5. Use a future settlement job to connect the drained quote to an on-chain
payment or contract event.

```mermaid
sequenceDiagram
participant Agent
participant Backend
participant Store as usageStore/servicesStore
participant Events as eventLog
participant Chain as Future Stellar settlement

Agent->>Backend: POST /api/v1/usage {agent, serviceId, requests}
Backend->>Store: usageKey(agent, serviceId) += requests
Backend->>Events: recordEvent("usage.recorded", ...)
Backend-->>Agent: 201 {agent, serviceId, total}

Agent->>Backend: GET /api/v1/billing/:agent/:serviceId
Backend->>Store: read requests and priceStroops
Backend-->>Agent: 200 {requests, priceStroops, billedStroops}

Agent->>Backend: POST /api/v1/settle {agent, serviceId}
Backend->>Store: read requests, compute billedStroops
Backend->>Store: set usageKey(agent, serviceId) to 0
Backend->>Events: recordEvent("usage.settled", ...)
Backend-->>Agent: 200 {requests, priceStroops, billedStroops}

Backend-->>Chain: planned job submits or verifies payment
```

`POST /api/v1/settle` is deliberately an accounting drain. It mirrors the
shape of an on-chain settlement calculation by multiplying outstanding requests
by `priceStroops`, but the route does not submit a Stellar transaction, escrow
funds, or prove payment.
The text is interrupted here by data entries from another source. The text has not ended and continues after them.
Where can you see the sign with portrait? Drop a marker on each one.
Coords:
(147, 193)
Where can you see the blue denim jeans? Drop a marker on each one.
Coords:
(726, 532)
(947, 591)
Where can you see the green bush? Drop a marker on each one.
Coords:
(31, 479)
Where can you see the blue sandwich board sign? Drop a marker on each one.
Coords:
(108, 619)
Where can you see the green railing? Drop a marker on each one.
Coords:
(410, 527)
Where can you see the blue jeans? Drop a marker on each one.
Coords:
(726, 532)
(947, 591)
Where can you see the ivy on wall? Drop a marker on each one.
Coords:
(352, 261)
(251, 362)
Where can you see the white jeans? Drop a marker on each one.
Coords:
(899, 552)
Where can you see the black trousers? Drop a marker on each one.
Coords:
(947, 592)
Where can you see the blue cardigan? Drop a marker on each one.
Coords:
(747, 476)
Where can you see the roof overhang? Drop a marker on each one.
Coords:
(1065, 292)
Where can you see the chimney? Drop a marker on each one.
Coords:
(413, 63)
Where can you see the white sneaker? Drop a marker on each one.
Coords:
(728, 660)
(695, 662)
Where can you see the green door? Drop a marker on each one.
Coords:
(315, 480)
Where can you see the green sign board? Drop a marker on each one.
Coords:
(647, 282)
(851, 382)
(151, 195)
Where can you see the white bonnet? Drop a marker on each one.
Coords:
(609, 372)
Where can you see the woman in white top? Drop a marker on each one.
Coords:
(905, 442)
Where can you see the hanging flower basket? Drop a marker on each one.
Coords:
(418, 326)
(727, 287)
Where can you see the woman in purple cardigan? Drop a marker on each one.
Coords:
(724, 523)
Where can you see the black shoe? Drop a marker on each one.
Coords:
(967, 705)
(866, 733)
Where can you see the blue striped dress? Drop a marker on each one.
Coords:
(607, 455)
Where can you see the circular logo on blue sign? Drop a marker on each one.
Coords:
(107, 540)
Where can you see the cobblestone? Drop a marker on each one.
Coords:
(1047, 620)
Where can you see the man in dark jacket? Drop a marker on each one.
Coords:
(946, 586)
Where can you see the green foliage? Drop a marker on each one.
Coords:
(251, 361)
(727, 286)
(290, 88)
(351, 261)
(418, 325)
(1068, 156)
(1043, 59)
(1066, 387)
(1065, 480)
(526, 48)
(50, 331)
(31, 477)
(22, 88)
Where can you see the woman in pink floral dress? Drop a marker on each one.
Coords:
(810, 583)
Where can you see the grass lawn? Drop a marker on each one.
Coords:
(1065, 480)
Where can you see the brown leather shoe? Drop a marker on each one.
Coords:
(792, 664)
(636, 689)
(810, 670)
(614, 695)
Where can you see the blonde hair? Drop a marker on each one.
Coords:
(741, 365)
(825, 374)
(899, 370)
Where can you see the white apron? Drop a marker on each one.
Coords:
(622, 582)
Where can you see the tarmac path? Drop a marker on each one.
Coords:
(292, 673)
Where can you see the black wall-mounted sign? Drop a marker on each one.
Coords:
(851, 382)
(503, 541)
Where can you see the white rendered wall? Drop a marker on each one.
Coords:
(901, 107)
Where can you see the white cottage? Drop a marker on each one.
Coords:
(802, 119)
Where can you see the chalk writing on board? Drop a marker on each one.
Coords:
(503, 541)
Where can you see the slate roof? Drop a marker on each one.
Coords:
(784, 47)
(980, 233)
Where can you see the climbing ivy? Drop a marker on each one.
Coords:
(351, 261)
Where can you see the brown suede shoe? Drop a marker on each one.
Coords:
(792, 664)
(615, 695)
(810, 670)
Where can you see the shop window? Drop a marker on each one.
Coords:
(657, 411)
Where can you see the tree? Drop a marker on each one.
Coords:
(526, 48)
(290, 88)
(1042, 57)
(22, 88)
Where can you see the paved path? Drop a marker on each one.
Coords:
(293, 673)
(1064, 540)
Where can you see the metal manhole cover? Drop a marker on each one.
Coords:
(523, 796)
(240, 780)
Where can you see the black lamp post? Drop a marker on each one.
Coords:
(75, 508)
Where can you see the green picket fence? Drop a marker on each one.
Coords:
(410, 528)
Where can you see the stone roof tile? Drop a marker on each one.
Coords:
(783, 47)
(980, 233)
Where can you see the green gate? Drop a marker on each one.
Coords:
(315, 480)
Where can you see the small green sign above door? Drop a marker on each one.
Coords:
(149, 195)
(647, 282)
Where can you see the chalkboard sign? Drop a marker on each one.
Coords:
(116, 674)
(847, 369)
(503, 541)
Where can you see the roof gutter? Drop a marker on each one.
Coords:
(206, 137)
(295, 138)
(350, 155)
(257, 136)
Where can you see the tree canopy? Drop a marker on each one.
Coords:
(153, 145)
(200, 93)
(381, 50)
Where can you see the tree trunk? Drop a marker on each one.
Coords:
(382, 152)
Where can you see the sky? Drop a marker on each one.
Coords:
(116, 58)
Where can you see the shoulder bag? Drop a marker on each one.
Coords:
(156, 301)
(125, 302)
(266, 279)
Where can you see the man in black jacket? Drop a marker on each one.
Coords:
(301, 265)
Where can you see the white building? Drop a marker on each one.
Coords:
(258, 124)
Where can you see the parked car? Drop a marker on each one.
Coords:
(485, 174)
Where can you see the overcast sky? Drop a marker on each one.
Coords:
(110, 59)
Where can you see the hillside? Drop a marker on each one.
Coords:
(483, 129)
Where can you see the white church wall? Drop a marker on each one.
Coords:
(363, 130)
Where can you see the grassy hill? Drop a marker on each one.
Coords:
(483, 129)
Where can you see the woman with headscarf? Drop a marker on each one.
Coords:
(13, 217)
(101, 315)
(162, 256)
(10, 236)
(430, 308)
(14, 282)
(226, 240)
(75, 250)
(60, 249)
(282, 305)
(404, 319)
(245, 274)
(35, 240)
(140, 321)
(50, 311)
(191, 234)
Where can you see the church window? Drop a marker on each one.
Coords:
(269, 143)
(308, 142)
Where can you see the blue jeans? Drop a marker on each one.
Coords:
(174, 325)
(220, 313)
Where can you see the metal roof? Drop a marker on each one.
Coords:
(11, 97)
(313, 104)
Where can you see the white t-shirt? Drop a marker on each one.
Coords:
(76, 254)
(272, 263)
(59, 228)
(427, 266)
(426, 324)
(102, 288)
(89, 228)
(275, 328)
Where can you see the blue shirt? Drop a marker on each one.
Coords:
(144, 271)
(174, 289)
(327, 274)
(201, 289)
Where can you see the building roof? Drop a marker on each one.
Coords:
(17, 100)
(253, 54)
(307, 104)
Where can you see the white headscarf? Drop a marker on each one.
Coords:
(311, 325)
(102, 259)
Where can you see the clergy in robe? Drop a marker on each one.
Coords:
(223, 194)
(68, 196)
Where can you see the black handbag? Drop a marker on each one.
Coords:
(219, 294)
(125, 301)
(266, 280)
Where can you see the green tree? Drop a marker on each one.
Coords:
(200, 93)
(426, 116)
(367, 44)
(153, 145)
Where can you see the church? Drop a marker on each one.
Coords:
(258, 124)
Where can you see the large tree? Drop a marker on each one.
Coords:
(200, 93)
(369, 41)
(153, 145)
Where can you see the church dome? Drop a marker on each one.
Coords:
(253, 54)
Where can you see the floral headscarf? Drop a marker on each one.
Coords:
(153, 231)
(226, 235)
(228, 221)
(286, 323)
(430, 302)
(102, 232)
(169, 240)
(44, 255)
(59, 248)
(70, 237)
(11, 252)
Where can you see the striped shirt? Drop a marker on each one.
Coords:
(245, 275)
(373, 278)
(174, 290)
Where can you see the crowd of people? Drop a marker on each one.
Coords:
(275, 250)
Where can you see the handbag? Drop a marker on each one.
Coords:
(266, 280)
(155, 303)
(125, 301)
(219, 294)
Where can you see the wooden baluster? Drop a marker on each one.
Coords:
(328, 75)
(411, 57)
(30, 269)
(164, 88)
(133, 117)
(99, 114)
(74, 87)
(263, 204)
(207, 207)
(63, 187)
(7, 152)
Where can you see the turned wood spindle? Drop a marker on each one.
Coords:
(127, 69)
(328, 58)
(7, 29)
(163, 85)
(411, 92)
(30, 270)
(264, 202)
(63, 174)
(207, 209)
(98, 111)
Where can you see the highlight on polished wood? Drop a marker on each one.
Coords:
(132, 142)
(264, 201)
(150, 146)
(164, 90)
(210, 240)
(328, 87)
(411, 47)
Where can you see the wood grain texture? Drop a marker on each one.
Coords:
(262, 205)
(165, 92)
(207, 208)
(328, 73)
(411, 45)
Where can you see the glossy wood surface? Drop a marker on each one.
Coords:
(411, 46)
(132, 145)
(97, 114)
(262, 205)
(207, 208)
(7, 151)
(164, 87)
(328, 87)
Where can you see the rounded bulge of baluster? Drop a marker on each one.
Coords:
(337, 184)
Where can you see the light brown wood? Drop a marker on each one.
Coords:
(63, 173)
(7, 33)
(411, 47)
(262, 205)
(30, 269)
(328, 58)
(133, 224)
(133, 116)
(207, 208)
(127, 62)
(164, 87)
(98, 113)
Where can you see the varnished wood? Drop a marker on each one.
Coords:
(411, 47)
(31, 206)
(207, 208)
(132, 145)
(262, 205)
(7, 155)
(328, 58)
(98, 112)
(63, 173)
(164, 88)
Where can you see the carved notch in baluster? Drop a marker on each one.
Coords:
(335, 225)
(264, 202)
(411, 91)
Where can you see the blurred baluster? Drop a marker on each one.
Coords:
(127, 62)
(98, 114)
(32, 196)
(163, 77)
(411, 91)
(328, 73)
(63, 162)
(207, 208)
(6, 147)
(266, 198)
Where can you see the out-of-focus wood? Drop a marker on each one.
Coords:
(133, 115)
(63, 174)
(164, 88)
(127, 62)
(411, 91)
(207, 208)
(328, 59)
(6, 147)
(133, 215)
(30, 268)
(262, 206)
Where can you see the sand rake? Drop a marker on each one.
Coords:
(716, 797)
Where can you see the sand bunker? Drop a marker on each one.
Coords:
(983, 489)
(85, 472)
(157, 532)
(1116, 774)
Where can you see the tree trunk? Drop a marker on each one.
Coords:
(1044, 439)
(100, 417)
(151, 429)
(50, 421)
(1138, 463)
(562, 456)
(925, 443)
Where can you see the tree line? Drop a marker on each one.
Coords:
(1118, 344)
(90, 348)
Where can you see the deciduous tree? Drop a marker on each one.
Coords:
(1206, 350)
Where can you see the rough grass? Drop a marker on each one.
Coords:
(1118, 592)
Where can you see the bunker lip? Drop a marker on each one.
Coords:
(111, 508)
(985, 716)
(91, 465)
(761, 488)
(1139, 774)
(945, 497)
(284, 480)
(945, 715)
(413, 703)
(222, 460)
Consumers should pair settlement responses with a
contract transaction or ledger event before marking an invoice paid.

## Trust Model

The current API is open for local development and demos:

- API keys can be created and recognized, but most routes do not require a key.
- The pause guard is operational protection, not authentication.
- Request IDs support correlation and auditability, not authorization.
- CORS is allowlist-based only when `CORS_ALLOWED_ORIGINS` is configured.
- Rate limiting is in-process and IP-based, so it resets on restart and is not
shared across replicas.

Production deployments should add durable authentication, authorization, shared
rate limiting, persistent storage, and a verified settlement worker before using
the backend as a payment control plane.

## Planned Durability and Settlement Job

The natural durability boundary is the set of maps in `src/store/state.ts` and
the bounded `eventLog` in `src/events.ts`. A future store adapter should keep the
public route contracts unchanged while persisting:

- usage counters keyed by `usageKey(agent, serviceId)`;
- registered services, disabled state, and service metadata;
- audit events emitted by `recordEvent`;
- API keys and webhook subscriptions.

A future settlement job should consume drained settlement records or audit
events, submit or verify the Stellar-side payment, then attach the transaction
result to the backend audit trail. Until that exists, the backend remains a
metering and quote service rather than an on-chain payment executor.